ETL – Extract Transform Load

Home » ETL – Extract Transform Load

Overview

One of the ways to integrate with external systems is using the Extract, Transform, Load (ETL) system. The ETL system creates databases which can be accessed directly by 3rd party tools and solutions. It also allows scheduled execution of transformation scripts on the Data Center Operation server. Together this gives the ability to extract and enter data on the Data Center Operation server.

Based on the ETL system, it is possible to develop custom solutions, integrating DCO with a broad range of data sources.

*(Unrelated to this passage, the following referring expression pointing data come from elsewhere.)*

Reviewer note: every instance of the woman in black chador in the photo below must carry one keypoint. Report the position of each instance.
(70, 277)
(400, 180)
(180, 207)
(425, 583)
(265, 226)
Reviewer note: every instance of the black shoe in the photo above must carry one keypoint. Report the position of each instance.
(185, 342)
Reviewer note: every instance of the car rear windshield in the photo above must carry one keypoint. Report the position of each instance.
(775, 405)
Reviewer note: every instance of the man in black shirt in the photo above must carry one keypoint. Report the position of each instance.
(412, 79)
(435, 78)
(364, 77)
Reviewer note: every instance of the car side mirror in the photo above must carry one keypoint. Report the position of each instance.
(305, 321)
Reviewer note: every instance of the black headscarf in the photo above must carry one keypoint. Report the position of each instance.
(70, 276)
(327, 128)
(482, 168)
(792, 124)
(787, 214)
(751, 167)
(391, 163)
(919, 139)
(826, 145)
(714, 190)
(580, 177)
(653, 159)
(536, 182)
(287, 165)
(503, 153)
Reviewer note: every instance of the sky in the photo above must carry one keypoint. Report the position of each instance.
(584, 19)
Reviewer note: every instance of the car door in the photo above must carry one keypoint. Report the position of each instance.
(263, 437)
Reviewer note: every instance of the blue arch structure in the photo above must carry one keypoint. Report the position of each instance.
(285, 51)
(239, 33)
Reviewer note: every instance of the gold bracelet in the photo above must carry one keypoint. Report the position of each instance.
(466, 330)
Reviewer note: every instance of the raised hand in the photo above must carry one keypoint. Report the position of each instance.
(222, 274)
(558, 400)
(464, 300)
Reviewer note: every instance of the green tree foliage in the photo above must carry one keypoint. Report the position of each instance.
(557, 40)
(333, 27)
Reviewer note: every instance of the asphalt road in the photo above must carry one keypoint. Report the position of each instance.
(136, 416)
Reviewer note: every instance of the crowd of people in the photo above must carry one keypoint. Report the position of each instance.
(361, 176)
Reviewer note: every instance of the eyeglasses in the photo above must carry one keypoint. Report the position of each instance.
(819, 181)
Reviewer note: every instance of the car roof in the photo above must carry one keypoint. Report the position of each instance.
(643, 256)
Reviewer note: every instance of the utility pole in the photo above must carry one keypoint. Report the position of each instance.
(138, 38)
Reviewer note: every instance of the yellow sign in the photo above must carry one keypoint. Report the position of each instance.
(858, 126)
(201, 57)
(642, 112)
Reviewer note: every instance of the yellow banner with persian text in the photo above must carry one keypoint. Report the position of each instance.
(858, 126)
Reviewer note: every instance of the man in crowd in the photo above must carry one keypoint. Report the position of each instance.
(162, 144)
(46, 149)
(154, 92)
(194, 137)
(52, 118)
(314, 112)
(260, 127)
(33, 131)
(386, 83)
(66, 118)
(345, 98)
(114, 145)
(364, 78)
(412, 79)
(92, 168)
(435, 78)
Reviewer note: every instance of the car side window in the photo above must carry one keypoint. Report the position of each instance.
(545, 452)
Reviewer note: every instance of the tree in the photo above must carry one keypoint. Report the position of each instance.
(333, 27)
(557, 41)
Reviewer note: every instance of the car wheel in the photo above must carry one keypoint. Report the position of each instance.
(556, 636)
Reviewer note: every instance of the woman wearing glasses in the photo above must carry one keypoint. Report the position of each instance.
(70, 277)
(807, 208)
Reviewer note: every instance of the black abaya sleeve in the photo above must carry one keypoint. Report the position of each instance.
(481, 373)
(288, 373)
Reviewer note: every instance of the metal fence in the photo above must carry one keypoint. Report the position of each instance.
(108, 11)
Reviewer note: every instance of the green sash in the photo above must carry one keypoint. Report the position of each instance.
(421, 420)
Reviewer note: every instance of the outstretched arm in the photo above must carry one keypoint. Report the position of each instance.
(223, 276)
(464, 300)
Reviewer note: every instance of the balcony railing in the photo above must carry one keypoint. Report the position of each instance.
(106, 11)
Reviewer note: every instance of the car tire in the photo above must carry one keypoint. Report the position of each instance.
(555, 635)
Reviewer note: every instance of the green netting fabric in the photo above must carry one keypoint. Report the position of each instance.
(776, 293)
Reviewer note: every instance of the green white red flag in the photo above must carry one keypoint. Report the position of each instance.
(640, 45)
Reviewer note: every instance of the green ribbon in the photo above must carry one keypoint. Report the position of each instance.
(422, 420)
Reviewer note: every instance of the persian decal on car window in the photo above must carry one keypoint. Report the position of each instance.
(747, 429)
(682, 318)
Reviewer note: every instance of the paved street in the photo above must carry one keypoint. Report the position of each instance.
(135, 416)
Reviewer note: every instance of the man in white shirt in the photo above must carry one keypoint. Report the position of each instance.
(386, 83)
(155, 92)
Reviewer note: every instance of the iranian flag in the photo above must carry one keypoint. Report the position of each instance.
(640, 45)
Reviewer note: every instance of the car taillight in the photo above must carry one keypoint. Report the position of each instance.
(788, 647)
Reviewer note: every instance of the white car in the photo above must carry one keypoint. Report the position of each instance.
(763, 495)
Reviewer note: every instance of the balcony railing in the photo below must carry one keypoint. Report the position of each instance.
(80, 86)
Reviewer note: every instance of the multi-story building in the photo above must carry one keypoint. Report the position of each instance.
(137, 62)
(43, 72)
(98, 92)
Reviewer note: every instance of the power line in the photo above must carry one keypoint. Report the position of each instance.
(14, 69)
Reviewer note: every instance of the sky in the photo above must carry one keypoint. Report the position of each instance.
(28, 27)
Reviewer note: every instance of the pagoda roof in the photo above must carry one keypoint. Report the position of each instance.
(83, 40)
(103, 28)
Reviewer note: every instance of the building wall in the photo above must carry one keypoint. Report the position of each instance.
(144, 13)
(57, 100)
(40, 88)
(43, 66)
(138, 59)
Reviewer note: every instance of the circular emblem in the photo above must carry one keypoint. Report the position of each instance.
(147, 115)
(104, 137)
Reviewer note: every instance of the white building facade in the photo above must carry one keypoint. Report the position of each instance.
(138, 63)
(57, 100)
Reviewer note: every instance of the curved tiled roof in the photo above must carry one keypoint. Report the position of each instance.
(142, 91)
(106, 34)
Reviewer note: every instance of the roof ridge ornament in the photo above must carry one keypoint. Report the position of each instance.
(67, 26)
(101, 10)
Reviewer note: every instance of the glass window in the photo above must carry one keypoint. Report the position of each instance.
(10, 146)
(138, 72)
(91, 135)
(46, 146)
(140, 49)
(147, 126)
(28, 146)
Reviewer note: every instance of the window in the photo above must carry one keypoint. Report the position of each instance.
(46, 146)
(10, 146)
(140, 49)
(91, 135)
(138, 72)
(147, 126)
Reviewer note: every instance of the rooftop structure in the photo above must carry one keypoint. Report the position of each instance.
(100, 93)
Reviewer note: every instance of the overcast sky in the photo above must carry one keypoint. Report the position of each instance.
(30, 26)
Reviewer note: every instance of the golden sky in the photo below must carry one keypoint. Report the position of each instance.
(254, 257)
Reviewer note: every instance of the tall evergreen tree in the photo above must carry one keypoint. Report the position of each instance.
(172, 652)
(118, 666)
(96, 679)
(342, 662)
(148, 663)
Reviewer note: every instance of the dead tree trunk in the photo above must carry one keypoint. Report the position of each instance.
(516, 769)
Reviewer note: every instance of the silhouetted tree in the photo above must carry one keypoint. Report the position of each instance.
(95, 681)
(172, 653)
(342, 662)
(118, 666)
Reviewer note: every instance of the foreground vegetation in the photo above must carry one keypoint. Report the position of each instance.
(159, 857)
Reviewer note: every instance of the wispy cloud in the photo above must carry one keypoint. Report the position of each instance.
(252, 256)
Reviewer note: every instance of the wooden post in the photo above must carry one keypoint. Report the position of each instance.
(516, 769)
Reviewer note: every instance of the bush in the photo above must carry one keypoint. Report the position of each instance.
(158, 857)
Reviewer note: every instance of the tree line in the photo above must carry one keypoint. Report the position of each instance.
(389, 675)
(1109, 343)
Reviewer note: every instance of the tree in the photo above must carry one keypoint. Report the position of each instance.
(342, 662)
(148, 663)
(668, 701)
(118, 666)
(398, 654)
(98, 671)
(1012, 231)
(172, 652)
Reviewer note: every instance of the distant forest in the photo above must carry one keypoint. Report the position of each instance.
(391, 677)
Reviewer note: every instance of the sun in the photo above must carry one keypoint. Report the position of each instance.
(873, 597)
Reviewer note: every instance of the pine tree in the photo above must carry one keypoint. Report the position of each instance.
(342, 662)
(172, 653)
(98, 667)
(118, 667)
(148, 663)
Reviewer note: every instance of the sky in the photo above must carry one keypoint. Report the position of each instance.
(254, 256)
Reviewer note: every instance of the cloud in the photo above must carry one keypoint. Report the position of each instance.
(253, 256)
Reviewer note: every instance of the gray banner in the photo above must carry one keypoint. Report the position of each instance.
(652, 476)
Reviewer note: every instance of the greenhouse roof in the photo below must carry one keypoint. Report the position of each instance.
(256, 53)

ETL can be used in 2 ways: Importing Data in to and Exporting Data from Data Center Operation

External system integration using ETL

ETL modeling concepts

The general framework for ETL processes is shown in Fig. 1. Data is extracted from different data sources and then propagated to the DSA where it is transformed and cleansed before being loaded into the data warehouse. Source, staging area, and target environments may have many different data structure formats as flat files, XML data sets, relational tables, non-relational sources, weblog sources, legacy systems, and spreadsheets.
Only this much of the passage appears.